Arrian’s Periplus of the Black Sea & the Red SeaSKU: 9312
Arrian’s Periplus of the Black Sea & the Red Sea
Date of publication:
Johann Wilhelm Stucki
Arriani Historici et Philosophi Ponti Euxinii & maris Erythraei Periplus. Lugduni [Lyon] apud Barthlomaeum Vingentium, 1577
A periplus or two
The volume contains two works: a Periplus of the Euxine Sea (Black Sea), which is still attributed to Arrian and was written circa AD130, and a Periplus of the Erythraean Sea (Red Sea) which was once thought to be by the same author but is now believed to have been composed much earlier, probably in the mid first century AD.
A periplus is a navigational handbook detailing sailing itineraries, but also containing a wealth of supporting commercial and political information for travellers and traders. Arrian's work on the Black Sea is addressed to the Emperor Hadrian, who had appointed him governor of Cappadocia, in eastern Turkey, giving him firsthand knowledge of the region. In the second work, the Red Sea was extended to include the Persian Gulf and Indian Ocean.

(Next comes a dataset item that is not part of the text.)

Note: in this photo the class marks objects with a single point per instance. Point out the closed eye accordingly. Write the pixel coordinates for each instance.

Both works were first published by Froben in 1533, as part of an anthology. This edition – the first time they appeared as separate works – was edited by the Swiss protestant theologian, philologist and scholar Johann Wilhelm Stucki, and issued jointly by Eustathius Vignon and Barthélemy Vincent under both Geneva and Lyon imprints.
The map appears to be the earliest printed map focused on the Black Sea. Ortelius first published his version in 1590 and in some editions explicitly mentions Stucki’s edition in his text.
Condition & Materials
Folio. pp. [xxiv], 193, [xxvii] (including blank); [xxxvi], 109 [i.e. 108], [xiv] (lacks final leaf k6, blank?) + folding woodcut map of the Black Sea. Text in Greek and Latin. The final index is complete and the missing leaf appears to have been blank. Waterstaining, mostly light, to upper and lower margins at intervals, and a marginal wormhole not affecting letters of text. Early gilt ruled calf, worn, with loss to headcaps; upper joint cracked but firm. 20th century bookplate on the pastedown, recording the donation of this book to the Brother Julian F.S.C. Collection at Manhattan College by Mr Christian A. Zabriskie of New York City. Ownership signature of John Johnston, dated 1817, on front free endpaper.
Dibdin (see Dibdin I, 330) describes Stucki’s commentary as ‘learned and useful’ and the book itself as ‘somewhat uncommon’.